Microsoft has unveiled a new capability within its Teams SDK, designed to streamline the integration of existing AI agents and bots directly into Microsoft Teams. Recognizing that many organizations already possess operational agents built with tools like LangChain, Azure Foundry, or even as Slack bots, this update provides a straightforward method to bring these functionalities into Teams without extensive refactoring. The core of this solution is the HTTP server adapter, which allows developers to expose their existing HTTP servers to Teams via a single messaging endpoint, thereby leveraging the ubiquitous enterprise communication platform for their agent interactions.

  • The fundamental pattern involves wrapping an existing HTTP server (like an Express app) with an ExpressAdapter, creating a TeamsApp instance, and then defining an on('message') handler to process incoming Teams messages and send agent responses.
  • The SDK manages essential background tasks, including verifying request legitimacy and routing messages to appropriate handlers, while injecting a POST /api/messages endpoint into the developer's server.
  • For Slack bots, the SDK enables co-hosting Bolt (or similar web service bots) and Teams integration on the same Express server, allowing shared underlying logic for both platforms.

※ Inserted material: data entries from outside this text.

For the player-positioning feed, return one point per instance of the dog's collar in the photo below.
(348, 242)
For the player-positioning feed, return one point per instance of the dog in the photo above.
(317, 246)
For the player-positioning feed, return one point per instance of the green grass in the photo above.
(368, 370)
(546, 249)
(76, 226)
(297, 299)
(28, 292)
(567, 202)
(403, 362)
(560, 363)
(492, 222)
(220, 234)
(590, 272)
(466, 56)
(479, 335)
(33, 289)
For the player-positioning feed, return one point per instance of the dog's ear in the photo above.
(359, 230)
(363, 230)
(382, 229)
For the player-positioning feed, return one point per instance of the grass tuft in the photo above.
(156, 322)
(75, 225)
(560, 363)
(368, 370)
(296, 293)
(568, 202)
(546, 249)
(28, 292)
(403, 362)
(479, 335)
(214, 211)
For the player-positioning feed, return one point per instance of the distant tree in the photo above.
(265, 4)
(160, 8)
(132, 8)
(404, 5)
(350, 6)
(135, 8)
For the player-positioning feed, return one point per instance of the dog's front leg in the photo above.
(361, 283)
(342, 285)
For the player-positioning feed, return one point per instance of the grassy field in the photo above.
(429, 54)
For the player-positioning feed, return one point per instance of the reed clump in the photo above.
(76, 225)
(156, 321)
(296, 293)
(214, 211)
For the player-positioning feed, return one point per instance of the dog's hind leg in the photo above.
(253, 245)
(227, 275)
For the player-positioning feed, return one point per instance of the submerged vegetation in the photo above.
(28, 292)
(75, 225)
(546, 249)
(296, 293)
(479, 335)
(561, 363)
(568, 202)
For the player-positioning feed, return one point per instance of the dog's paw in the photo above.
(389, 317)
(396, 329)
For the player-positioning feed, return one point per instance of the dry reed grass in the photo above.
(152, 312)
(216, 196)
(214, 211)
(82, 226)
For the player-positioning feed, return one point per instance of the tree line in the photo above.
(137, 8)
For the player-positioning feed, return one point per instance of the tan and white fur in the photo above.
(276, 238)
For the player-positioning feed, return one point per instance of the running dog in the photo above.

  • LangChain integration is simplified, acting as a bridge where the Teams SDK passes user messages to the LangChain chain and relays its replies, complete with a "typing" indicator for better user experience.
  • Agents deployed in Azure AI Foundry can also be seamlessly integrated by forwarding Teams messages to the Foundry agent and relaying its responses back to Teams.

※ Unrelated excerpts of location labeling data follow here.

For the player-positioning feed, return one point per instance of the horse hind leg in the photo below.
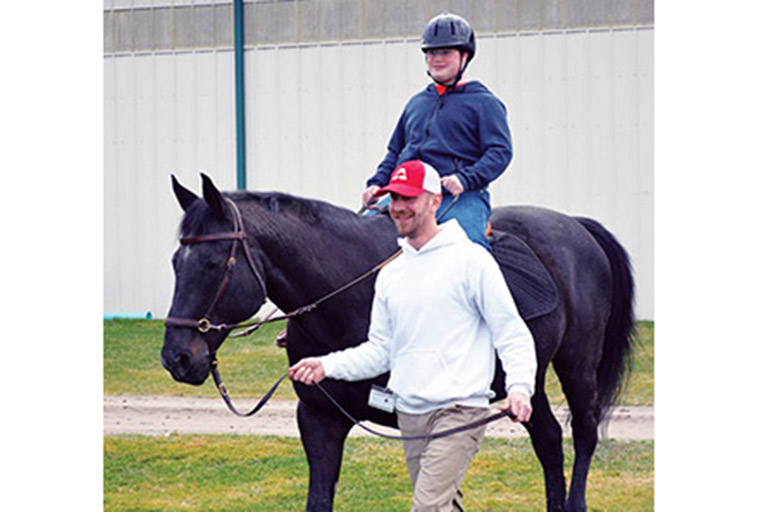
(547, 439)
(581, 393)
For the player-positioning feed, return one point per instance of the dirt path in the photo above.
(158, 415)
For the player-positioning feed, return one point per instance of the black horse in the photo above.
(302, 249)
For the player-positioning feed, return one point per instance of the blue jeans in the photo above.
(472, 210)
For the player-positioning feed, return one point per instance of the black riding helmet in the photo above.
(448, 30)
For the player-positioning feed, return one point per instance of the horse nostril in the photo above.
(182, 362)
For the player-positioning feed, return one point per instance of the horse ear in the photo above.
(183, 196)
(213, 197)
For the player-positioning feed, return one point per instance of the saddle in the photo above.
(528, 279)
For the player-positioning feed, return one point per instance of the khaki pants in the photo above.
(438, 466)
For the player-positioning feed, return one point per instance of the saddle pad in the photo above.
(528, 279)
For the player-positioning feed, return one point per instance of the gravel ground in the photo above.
(160, 415)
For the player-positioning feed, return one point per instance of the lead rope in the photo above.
(436, 435)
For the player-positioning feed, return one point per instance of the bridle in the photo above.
(238, 237)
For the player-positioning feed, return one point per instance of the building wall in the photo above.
(325, 84)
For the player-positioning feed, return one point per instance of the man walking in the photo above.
(440, 313)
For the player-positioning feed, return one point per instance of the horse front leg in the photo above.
(322, 435)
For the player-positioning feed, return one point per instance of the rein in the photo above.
(204, 325)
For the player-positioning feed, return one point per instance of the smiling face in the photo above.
(444, 64)
(414, 217)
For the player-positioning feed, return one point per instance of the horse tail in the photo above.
(616, 361)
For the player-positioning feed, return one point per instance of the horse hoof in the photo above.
(281, 340)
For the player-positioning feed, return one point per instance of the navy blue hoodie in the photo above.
(463, 131)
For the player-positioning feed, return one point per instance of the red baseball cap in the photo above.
(411, 178)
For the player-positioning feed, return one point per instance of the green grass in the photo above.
(250, 365)
(234, 473)
(238, 473)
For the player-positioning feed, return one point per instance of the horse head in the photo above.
(212, 292)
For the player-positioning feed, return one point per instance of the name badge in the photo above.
(382, 399)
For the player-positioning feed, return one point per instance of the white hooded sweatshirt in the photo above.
(438, 314)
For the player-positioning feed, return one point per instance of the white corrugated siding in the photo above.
(319, 117)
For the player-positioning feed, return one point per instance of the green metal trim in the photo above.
(239, 93)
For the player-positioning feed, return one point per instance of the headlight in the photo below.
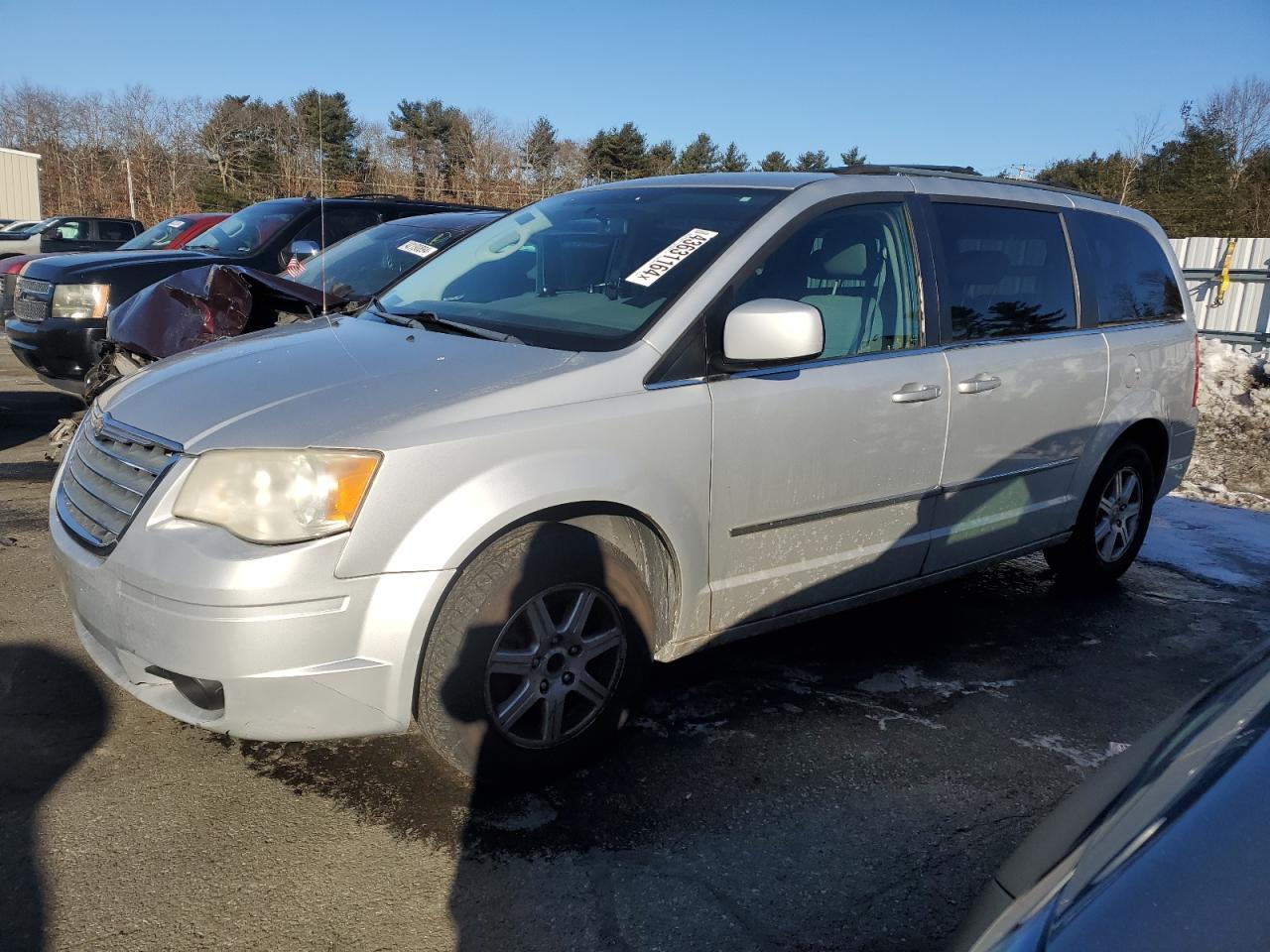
(80, 301)
(277, 495)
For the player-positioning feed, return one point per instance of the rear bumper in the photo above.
(303, 655)
(60, 350)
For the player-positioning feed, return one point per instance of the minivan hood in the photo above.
(344, 382)
(76, 267)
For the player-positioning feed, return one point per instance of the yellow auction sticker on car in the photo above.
(668, 257)
(417, 248)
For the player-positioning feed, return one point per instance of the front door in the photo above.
(1028, 385)
(824, 474)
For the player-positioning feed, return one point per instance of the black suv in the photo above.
(70, 232)
(62, 303)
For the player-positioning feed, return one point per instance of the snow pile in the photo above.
(1232, 449)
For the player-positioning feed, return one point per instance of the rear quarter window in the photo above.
(1132, 275)
(1006, 272)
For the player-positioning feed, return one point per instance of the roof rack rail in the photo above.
(903, 168)
(376, 194)
(956, 172)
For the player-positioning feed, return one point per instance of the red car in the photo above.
(167, 235)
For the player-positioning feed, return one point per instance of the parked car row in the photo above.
(60, 303)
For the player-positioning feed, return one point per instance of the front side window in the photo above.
(584, 271)
(1007, 272)
(372, 259)
(113, 231)
(71, 230)
(1134, 278)
(335, 225)
(855, 266)
(248, 231)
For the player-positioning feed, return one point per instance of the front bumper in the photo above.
(258, 643)
(59, 349)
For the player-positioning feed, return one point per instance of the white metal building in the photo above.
(1246, 306)
(19, 184)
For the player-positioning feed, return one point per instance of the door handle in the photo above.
(978, 384)
(915, 394)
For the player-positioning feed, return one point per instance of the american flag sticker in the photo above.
(668, 257)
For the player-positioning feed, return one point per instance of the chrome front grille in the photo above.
(109, 471)
(8, 285)
(32, 299)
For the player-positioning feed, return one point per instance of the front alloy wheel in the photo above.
(556, 665)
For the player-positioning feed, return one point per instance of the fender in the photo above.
(434, 507)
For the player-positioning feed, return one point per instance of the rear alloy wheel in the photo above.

  • A Python SDK offering a similar three-step pattern for ASGI frameworks like FastAPI is also available, ensuring broader language support.
  • Deployment involves three steps: obtaining a public HTTPS URL (e.g., via Dev Tunnels or ngrok), registering the bot using the Teams SDK CLI which handles AAD app registration and manifest creation, and finally, sideloading the app into Teams for testing.

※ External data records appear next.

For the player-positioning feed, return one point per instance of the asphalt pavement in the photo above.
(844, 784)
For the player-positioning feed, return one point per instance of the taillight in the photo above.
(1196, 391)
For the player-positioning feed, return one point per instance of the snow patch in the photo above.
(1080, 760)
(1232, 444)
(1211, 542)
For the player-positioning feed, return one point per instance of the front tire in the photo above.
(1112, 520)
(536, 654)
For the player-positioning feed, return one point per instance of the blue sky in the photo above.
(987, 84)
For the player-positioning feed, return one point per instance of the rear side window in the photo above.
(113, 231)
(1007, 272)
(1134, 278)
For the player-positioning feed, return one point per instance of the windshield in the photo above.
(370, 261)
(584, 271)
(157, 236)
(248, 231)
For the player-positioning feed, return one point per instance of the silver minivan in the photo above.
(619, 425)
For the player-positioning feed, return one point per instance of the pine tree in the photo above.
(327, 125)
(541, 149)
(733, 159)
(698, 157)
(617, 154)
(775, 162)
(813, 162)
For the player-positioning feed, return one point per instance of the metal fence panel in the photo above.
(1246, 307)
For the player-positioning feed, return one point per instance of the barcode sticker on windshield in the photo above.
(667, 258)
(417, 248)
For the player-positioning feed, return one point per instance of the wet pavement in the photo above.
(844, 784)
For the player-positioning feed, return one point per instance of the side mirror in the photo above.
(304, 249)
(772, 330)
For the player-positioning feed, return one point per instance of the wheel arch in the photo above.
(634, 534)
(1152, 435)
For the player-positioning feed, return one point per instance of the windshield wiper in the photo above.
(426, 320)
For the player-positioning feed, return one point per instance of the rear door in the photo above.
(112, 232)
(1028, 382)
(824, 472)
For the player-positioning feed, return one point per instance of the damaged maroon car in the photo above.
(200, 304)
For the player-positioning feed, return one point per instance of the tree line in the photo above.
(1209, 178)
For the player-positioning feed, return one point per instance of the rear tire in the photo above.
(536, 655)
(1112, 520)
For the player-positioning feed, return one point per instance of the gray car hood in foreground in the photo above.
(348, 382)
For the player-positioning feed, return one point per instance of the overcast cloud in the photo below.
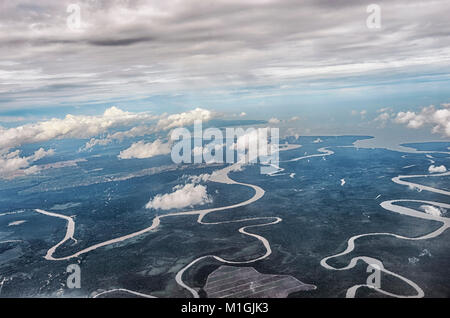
(141, 48)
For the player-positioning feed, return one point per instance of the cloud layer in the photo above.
(182, 196)
(154, 47)
(437, 118)
(142, 150)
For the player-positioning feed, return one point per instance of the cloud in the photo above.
(143, 150)
(166, 46)
(361, 113)
(382, 119)
(183, 196)
(274, 121)
(165, 122)
(13, 165)
(184, 119)
(71, 126)
(253, 144)
(433, 210)
(439, 119)
(437, 169)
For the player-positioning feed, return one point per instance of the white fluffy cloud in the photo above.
(142, 150)
(382, 119)
(437, 169)
(13, 165)
(274, 121)
(184, 119)
(438, 118)
(72, 126)
(165, 122)
(183, 196)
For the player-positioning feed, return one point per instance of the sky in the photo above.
(315, 66)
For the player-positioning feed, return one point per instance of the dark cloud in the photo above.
(147, 47)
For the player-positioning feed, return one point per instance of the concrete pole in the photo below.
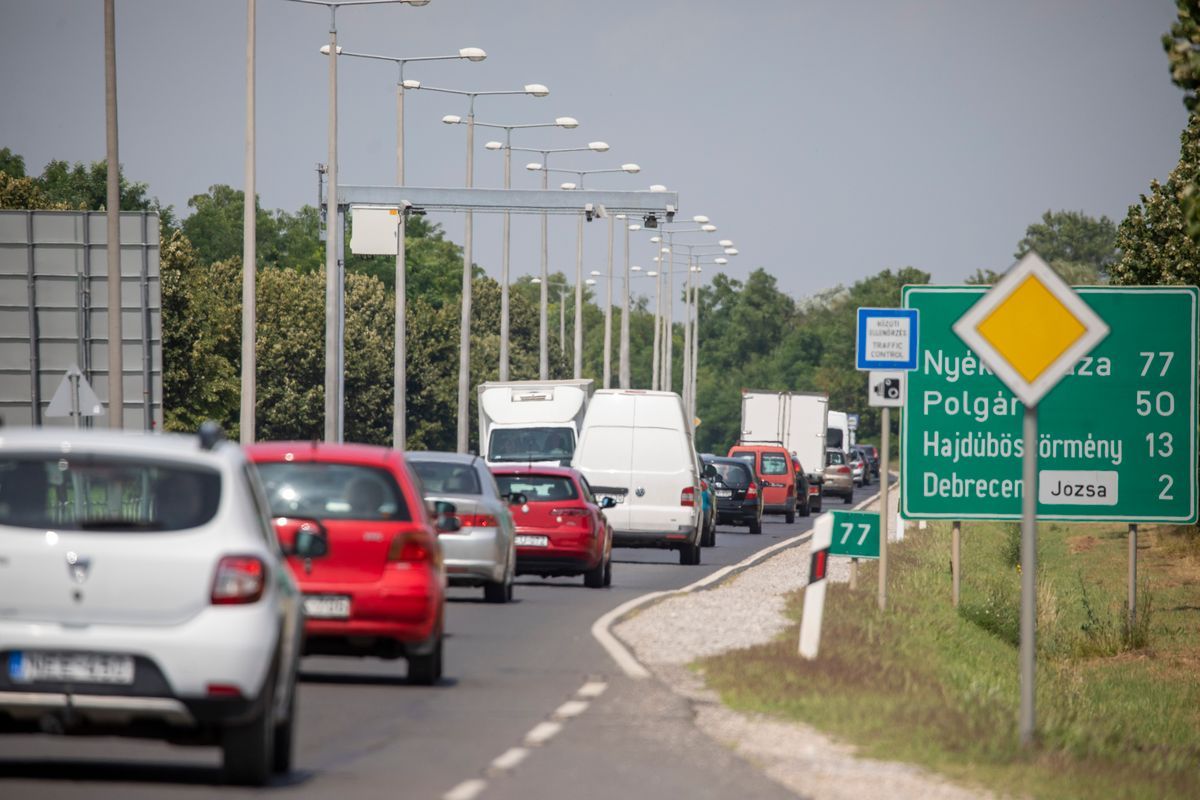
(504, 262)
(544, 305)
(657, 371)
(955, 561)
(579, 300)
(624, 319)
(249, 250)
(400, 365)
(113, 217)
(1027, 655)
(607, 310)
(465, 329)
(885, 444)
(334, 232)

  • The overarching philosophy is that "your server is yours"; the SDK acts as a minimal, non-intrusive seam between existing infrastructure and Teams, requiring only a few lines of "glue code" for integration.

This new offering from Microsoft significantly reduces the overhead of making custom agents available within the Teams environment, enabling businesses to deploy intelligent assistants and automated workflows right where their employees collaborate daily.